Earlier this year, Uber teamed up with Carnegie Mellon’s Robotics Department. Autonomous vehicles are the talk of the future of transportation, and Carnegie Mellon is a leader in research on robotics and self-driving cars.
As Uber continues to grow, not only allowing consumers nationwide to use their service, but also expanding to countries like Mexico and Greece, drivers are in high demand. These drivers, however, put a heavy burden on Uber’s bottom line. It made sense, therefore, for Uber to invest in a future with self-driving cars.
Behind the scenes, the agreement was rife with tension and confusion from the start. The National Robotics Engineering Center (NREC) is used to their funding coming from corporate and government donations, and the Uber agreement caused confusion, as much of the boost in funding for autonomous research was to come from the school’s pocket.
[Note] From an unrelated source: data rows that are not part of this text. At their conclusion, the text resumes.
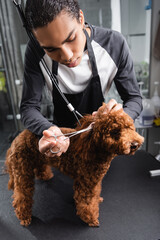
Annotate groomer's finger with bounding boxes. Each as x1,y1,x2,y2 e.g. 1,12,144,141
43,129,53,138
46,137,70,157
57,136,70,153
111,103,123,112
39,140,56,154
103,99,117,114
40,126,61,154
92,111,97,116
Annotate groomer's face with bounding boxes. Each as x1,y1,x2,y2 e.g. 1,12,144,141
33,10,86,68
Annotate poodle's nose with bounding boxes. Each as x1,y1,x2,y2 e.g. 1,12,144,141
130,142,139,150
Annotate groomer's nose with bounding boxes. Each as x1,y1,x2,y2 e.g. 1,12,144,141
60,45,73,62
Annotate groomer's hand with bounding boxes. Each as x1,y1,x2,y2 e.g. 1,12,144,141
92,99,122,116
38,126,70,157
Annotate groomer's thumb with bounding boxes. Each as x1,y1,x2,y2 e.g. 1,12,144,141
92,111,97,116
43,130,54,139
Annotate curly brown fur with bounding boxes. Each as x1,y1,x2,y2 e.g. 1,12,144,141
5,103,144,227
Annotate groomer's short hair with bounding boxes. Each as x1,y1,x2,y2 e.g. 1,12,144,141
25,0,80,30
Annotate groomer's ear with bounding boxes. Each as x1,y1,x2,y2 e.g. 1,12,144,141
79,10,85,26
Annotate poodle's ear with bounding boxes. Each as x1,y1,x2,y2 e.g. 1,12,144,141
109,109,134,128
112,109,134,129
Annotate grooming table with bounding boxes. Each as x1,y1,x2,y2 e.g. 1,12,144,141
0,150,160,240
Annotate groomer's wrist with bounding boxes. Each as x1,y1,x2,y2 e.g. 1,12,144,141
48,125,60,131
46,125,63,137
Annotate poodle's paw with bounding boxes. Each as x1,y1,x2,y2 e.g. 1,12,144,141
36,172,54,180
88,219,100,227
20,218,32,227
42,171,54,180
99,197,103,203
8,179,14,190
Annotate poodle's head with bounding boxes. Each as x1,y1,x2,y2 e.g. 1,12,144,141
91,103,144,156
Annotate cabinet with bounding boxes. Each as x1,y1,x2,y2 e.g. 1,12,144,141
135,118,160,156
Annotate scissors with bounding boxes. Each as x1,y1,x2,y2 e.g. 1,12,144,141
45,123,94,154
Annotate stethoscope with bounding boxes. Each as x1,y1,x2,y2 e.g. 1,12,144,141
13,0,83,126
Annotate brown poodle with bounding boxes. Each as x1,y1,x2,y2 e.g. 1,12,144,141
5,103,144,227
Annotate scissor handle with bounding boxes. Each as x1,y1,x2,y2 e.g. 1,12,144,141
46,123,94,154
50,146,61,154
44,135,61,154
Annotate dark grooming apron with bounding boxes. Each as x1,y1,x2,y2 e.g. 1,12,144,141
52,29,104,128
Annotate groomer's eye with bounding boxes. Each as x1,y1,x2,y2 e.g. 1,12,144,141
67,35,76,42
46,48,57,53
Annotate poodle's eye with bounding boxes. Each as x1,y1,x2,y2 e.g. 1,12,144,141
110,128,121,140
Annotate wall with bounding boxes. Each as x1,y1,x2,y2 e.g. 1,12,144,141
78,0,111,28
150,0,160,97
147,0,160,156
121,0,148,63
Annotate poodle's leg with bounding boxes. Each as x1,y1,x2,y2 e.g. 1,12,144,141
34,164,53,180
99,196,104,203
7,164,14,190
5,151,14,190
73,180,102,227
12,170,35,226
8,172,14,190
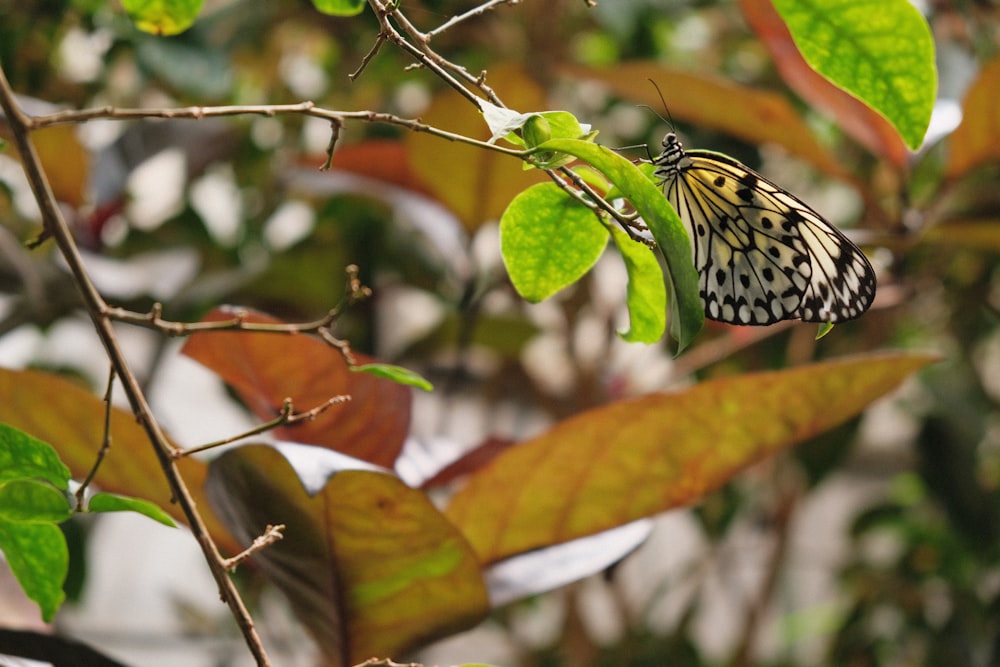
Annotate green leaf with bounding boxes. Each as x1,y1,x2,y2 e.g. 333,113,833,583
350,363,434,392
530,138,703,351
87,492,177,528
121,0,203,35
0,480,71,523
500,182,609,302
0,522,67,622
311,0,366,17
0,422,70,488
772,0,936,150
610,227,666,344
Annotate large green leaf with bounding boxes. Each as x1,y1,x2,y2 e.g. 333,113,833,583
0,480,71,523
446,352,936,564
0,423,70,487
0,522,67,622
772,0,936,150
207,445,489,665
530,138,704,351
499,182,609,302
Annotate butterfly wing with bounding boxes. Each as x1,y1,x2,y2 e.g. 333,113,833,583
659,146,876,325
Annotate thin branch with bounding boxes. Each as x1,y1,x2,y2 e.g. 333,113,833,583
75,366,116,509
24,104,524,157
0,65,273,667
173,395,351,458
349,31,388,81
222,524,286,572
366,0,485,107
426,0,521,39
105,303,339,336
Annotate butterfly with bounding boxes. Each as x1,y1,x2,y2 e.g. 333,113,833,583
652,132,876,325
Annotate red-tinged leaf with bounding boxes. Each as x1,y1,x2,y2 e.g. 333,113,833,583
420,437,517,489
181,307,411,468
740,0,909,168
561,62,853,183
0,368,235,551
406,65,549,231
206,444,489,665
319,140,437,196
946,55,1000,179
445,352,937,564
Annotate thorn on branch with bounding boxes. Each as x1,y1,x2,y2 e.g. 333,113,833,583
222,524,285,572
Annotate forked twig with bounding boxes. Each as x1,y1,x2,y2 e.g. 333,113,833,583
173,395,351,458
222,524,286,572
426,0,521,39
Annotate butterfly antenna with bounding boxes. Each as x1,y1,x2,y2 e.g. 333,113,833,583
646,79,676,131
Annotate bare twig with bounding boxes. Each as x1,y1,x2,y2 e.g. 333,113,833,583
24,104,523,157
222,524,286,572
349,31,388,81
0,65,274,667
426,0,521,39
173,395,351,458
75,366,116,509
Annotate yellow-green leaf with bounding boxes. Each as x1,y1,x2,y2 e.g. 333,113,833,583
121,0,203,35
446,352,936,564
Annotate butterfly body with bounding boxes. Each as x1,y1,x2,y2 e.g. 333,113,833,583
653,132,876,325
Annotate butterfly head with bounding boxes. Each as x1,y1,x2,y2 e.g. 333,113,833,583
654,132,687,170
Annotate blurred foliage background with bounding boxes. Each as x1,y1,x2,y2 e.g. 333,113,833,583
2,0,1000,665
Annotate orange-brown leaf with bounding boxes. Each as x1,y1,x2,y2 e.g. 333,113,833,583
946,55,1000,179
0,368,235,551
207,445,488,665
318,140,436,196
181,307,410,467
446,352,936,564
561,61,852,182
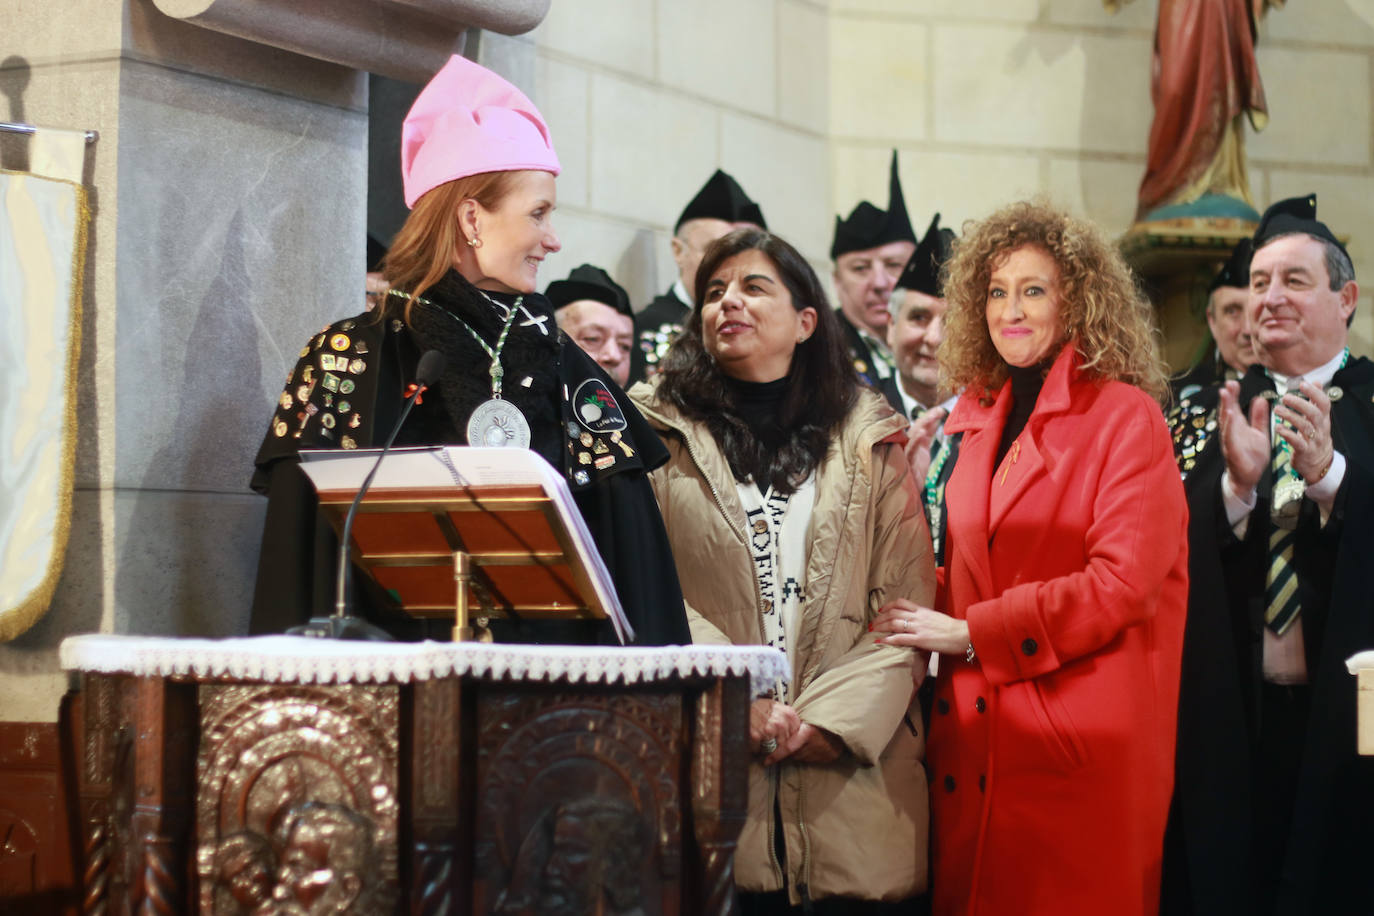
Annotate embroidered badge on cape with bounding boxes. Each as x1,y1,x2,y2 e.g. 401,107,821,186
1165,397,1216,481
572,379,628,433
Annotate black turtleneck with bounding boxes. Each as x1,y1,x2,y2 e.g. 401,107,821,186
720,374,789,486
997,362,1049,466
725,374,788,436
405,269,564,468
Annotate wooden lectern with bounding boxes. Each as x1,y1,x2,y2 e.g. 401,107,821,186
60,636,787,914
304,446,633,643
54,450,787,913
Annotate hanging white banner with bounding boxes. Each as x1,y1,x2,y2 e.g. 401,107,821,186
0,128,89,641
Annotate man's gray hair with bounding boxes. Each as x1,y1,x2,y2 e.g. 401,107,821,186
886,286,908,318
1259,231,1356,291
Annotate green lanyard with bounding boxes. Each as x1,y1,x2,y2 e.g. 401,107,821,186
924,435,953,506
387,288,521,398
1270,347,1348,479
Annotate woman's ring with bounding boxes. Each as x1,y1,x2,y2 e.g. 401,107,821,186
903,619,909,632
761,737,778,754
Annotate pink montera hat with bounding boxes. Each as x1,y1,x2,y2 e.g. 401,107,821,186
401,55,561,208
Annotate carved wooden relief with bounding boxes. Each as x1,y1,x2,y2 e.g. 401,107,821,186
66,661,756,915
130,677,198,915
473,687,684,916
76,673,139,915
0,719,78,912
689,678,751,916
409,679,462,915
195,684,399,915
76,673,116,915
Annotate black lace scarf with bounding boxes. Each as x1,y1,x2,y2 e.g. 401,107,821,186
404,269,564,468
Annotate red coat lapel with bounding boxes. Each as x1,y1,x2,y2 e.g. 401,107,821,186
944,391,1004,607
944,346,1080,603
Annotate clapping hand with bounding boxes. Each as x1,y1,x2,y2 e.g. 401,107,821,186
1217,380,1269,494
904,407,947,484
1274,380,1335,483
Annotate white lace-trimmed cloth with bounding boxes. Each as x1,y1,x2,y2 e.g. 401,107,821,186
59,635,790,697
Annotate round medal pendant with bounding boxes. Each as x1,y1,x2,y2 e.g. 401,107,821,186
467,399,531,449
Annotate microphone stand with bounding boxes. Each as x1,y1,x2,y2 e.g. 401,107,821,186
288,350,445,640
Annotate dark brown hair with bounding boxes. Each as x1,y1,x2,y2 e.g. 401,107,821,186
657,228,858,494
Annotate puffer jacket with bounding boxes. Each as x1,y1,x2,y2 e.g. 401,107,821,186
631,381,935,905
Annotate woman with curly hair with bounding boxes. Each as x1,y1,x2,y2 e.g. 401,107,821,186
872,200,1188,915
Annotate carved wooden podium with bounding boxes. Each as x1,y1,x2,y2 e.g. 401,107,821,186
60,636,786,915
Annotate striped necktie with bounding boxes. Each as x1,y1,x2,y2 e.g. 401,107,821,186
1265,426,1302,635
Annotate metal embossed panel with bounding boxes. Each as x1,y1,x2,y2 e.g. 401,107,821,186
473,687,685,915
195,683,399,914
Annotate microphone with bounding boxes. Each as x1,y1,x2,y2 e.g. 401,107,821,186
289,349,446,640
To add to the confusion, the standards were ambiguously set for intellectual property. Now Uber is setting up facilities in Pittsburgh and has hired 40 staff members from NREC, bringing intellectual property, contracts, and funds in house.
It is apparent as well that the move of these employees was in the talks prior to the announcement of Uber’s partnership with NREC on Feb. 2.
Carnegie Mellon’s facilities are not purged, so to speak. The NREC still has contracts from the Department of Defense, the Department of Transportation, and several private donors. Additionally, the NREC has been very involved with the DARPA challenges, autonomous vehicle races sponsored by the U.S. government, and approved by congress.
Secretary of Transportation Anthony Foxx visited the NREC last spring to discuss with students and researchers the viability of autonomous vehicles in the future.
Foxx interacted in a round table discussion with students.
“I’m trying to get a good read on whether the driverless car is going to benefit us. One of the reasons [the Department of Transportation] takes a neutral stance on driverless cars is because we don’t know whether driverless cars or vehicle-to-vehicle communications are viable in the future,” he said in May of 2015.
This makes Carnegie Mellon, as a top research center for driverless cars, a place to watch for the secretary of transportation. Autonomous and interacting vehicles are already becoming more and more prevalent, and it’s not just Uber who would benefit from autonomous vehicle research. Google has long been developing its own driverless cars, and many other manufacturers have joined in. Modern vehicles also made big news this summer when two engineers were able to take control of a Chrysler Jeep remotely via the car’s internet capabilities.
With the world talking more and more about the viability of the driverless car, Carnegie Mellon has seen its name in many papers and news stories, and that is not about to change; the NREC may just have to deal with some new competition.